The Court’s decision in this case provides valuable clarity regarding the jurisdictional overlap between the Competition Act and the Patents Act in addressing disputes related to patent licensing. Emphasizing the Patents Act as the specialized legislation overseeing the actions of patentees, the Court establishes a distinct authority for investigating anti-competitive practices associated with patents. This verdict not only safeguards the integrity of specialized intellectual property laws but also ensures the judicious application of competition law in situations where disputes revolve around patent rights and licensing practices. Furthermore, the ruling establishes a precedent for forthcoming cases addressing similar issues, providing clear guidance to both the Competition Commission and patentees regarding their respective roles and responsibilities in such disputes. While the ruling enhances legal clarity, it also underscores potential challenges.
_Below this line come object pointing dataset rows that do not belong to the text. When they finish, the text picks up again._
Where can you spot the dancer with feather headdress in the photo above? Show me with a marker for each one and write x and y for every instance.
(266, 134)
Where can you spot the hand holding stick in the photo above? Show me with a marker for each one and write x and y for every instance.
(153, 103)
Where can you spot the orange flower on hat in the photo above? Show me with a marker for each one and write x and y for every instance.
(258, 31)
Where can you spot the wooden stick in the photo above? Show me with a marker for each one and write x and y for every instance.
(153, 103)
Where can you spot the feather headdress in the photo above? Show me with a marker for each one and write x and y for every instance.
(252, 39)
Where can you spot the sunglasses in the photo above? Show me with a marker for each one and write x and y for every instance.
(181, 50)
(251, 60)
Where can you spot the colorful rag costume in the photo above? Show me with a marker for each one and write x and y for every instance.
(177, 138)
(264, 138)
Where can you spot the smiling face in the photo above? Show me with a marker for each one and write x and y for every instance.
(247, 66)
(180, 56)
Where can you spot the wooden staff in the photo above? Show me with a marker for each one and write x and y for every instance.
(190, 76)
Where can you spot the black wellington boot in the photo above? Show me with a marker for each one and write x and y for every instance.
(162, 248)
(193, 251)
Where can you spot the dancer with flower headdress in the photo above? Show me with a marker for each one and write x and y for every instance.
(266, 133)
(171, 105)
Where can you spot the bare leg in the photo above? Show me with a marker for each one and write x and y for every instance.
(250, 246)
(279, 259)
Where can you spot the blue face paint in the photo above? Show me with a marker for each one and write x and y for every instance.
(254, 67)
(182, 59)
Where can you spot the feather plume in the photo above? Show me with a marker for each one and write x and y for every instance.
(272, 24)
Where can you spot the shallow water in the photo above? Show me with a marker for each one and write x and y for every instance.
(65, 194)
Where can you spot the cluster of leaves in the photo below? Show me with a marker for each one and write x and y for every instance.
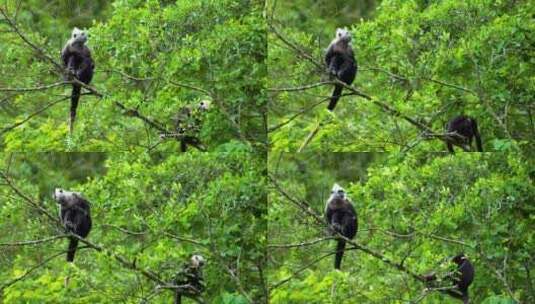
(419, 211)
(155, 210)
(430, 60)
(154, 58)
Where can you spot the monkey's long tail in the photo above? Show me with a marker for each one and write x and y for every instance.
(339, 253)
(178, 299)
(336, 95)
(76, 89)
(73, 243)
(478, 137)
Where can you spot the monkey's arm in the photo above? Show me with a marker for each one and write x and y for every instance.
(328, 215)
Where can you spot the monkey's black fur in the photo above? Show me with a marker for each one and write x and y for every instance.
(462, 278)
(342, 217)
(190, 278)
(75, 217)
(77, 59)
(466, 127)
(341, 63)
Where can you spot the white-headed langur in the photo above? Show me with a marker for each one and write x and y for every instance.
(461, 278)
(74, 215)
(190, 278)
(341, 63)
(466, 129)
(77, 59)
(342, 218)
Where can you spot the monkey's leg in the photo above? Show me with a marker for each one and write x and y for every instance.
(478, 142)
(73, 243)
(339, 253)
(450, 148)
(335, 97)
(178, 297)
(76, 89)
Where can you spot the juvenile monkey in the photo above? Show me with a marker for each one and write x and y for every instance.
(188, 123)
(466, 128)
(461, 278)
(190, 278)
(74, 215)
(342, 217)
(341, 63)
(77, 59)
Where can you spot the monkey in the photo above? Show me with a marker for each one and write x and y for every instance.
(190, 278)
(342, 217)
(76, 58)
(461, 278)
(187, 124)
(74, 215)
(466, 129)
(341, 63)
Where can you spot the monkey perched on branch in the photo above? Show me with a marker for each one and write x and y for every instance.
(341, 63)
(461, 278)
(74, 215)
(190, 279)
(76, 58)
(342, 217)
(466, 129)
(187, 124)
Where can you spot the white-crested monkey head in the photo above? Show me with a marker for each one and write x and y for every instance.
(197, 261)
(343, 34)
(66, 198)
(78, 36)
(337, 192)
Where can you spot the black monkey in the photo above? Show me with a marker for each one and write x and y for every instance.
(75, 217)
(188, 123)
(77, 59)
(190, 278)
(461, 278)
(466, 128)
(341, 63)
(342, 217)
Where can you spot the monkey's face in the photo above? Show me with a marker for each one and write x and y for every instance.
(205, 105)
(65, 198)
(337, 192)
(343, 34)
(459, 259)
(197, 261)
(78, 35)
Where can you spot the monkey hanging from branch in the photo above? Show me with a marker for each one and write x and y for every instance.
(187, 125)
(341, 63)
(76, 58)
(189, 280)
(461, 277)
(342, 217)
(74, 213)
(465, 129)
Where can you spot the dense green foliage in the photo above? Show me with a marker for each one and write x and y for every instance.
(256, 218)
(429, 60)
(418, 211)
(153, 210)
(152, 57)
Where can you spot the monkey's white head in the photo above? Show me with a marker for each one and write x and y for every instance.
(337, 192)
(65, 198)
(197, 260)
(343, 34)
(78, 36)
(205, 105)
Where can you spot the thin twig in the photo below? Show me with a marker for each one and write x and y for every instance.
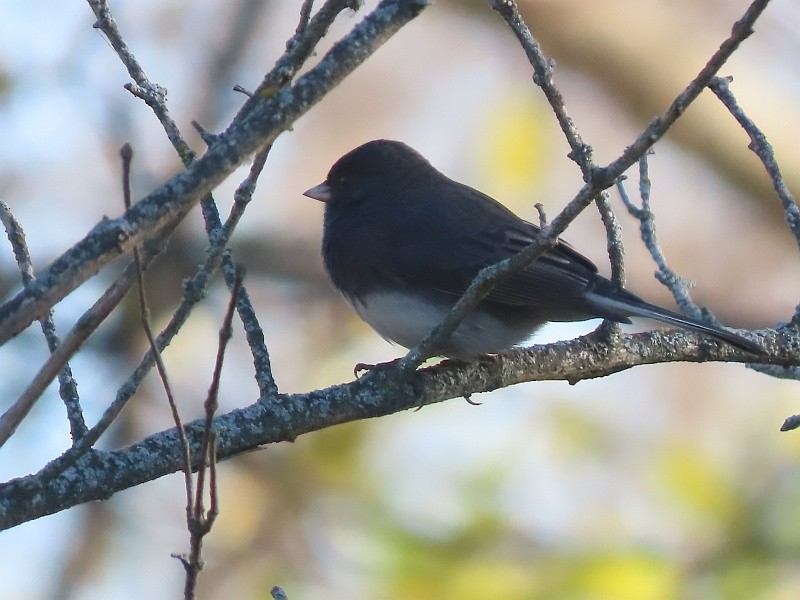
(580, 152)
(126, 153)
(198, 521)
(171, 202)
(678, 286)
(67, 388)
(600, 179)
(762, 148)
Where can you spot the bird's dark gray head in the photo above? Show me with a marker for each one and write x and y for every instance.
(363, 171)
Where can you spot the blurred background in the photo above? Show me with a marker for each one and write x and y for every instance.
(661, 482)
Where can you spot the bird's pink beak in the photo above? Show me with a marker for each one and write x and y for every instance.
(321, 192)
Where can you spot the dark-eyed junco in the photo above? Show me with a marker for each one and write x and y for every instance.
(401, 242)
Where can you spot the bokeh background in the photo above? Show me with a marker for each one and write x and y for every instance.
(662, 482)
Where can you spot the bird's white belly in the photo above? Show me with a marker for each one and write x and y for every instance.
(407, 320)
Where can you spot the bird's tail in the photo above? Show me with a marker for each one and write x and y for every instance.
(621, 304)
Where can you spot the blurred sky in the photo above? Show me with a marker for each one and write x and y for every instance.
(657, 473)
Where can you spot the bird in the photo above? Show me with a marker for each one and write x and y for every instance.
(402, 242)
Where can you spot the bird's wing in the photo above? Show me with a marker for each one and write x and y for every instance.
(466, 231)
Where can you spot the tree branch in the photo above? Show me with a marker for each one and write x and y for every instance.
(172, 201)
(98, 475)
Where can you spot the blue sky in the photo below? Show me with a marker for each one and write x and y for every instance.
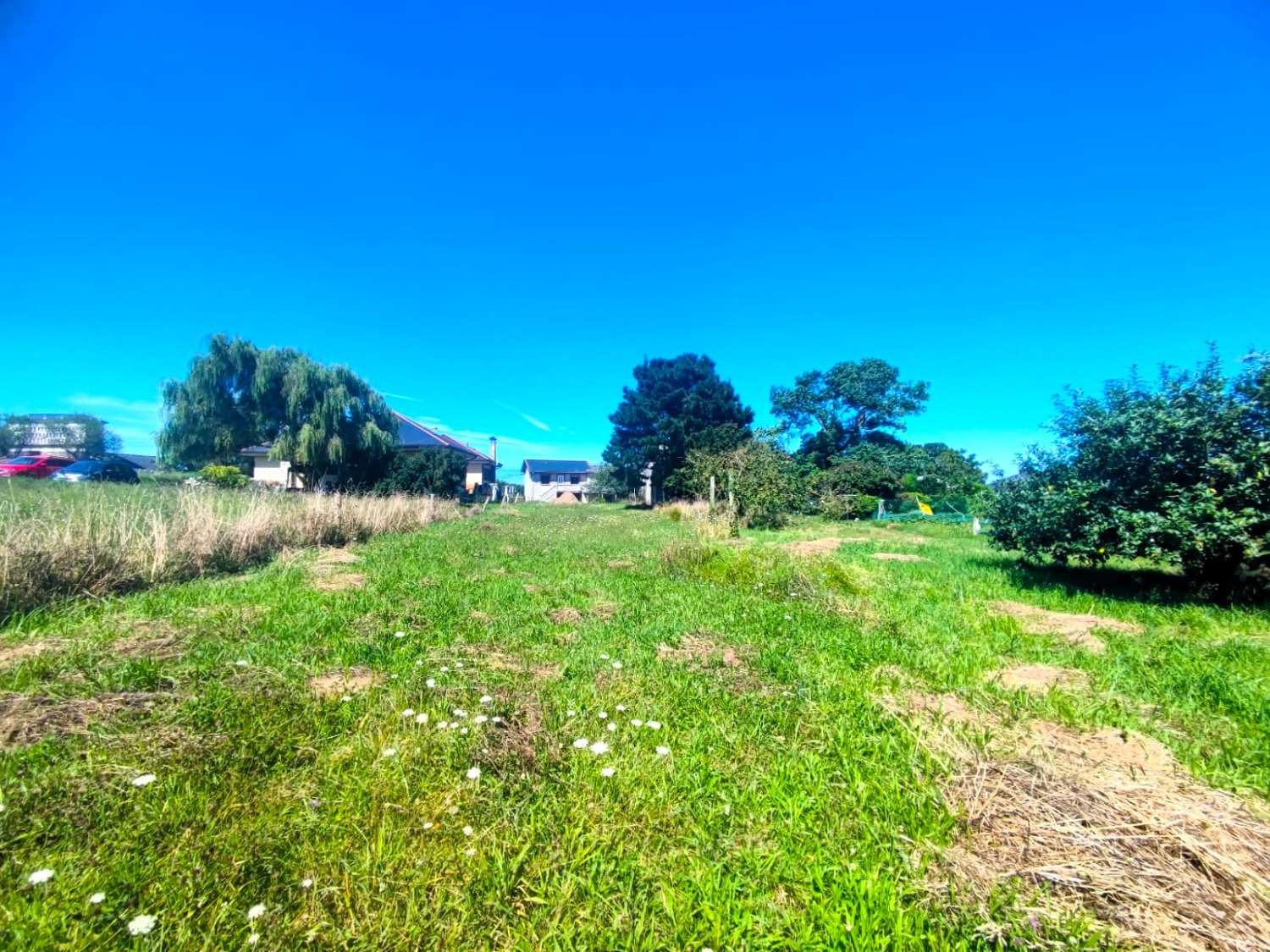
(493, 213)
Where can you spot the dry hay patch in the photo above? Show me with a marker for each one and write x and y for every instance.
(1076, 629)
(1104, 823)
(30, 649)
(27, 720)
(1039, 678)
(340, 581)
(340, 683)
(705, 652)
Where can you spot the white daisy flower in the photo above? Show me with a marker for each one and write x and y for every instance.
(141, 926)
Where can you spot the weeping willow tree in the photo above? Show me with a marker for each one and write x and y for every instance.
(324, 419)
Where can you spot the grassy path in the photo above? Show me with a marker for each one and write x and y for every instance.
(776, 805)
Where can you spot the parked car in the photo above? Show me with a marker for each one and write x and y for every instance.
(98, 471)
(38, 467)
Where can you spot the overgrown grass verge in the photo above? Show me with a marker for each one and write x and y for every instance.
(61, 541)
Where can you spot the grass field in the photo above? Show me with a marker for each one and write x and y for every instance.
(797, 792)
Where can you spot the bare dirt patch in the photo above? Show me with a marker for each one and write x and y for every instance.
(1039, 678)
(822, 546)
(1104, 823)
(32, 649)
(340, 683)
(605, 611)
(1076, 629)
(708, 654)
(340, 581)
(27, 720)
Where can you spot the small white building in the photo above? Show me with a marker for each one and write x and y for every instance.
(558, 480)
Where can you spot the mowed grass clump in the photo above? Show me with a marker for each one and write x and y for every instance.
(584, 728)
(58, 541)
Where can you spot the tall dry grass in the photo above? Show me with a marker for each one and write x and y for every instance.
(73, 542)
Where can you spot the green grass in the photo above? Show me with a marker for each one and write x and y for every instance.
(792, 812)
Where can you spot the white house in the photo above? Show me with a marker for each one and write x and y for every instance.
(558, 480)
(482, 476)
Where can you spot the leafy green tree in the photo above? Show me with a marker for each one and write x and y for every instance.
(427, 471)
(324, 419)
(677, 405)
(850, 404)
(1178, 472)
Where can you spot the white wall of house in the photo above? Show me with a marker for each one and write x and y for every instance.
(538, 492)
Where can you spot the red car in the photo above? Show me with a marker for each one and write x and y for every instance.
(40, 467)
Affirming the exclusivity of the Patents Act in patent-related matters may result in certain competition law remedies for anti-competitive conduct linked to patents becoming unavailable. This could create a regulatory gap in addressing specific anti-competitive practices within the realm of patents. Notably, the Patents Act does not authorize the Controller to issue compulsory licenses for patents that may not meet the ‘reasonable requirements of the public’ standard outlined in the Patents Act, even if such patents could potentially constitute an abuse of a dominant position under the Competition Act. 


This shortfall may restrict accessibility to diverse competition law remedies for anti-competitive behaviour associated with patents in the future. For instance, the jurisdiction of the CCI not only enables the imposition of monetary penalties but also empowers aggrieved parties to pursue claims for compensation and damages. Considering these implications, it becomes essential to contemplate potential legislative amendments or clarifications as they can address and rectify potential misunderstandings that might disturb the delicate equilibrium between patent rights and fair competition.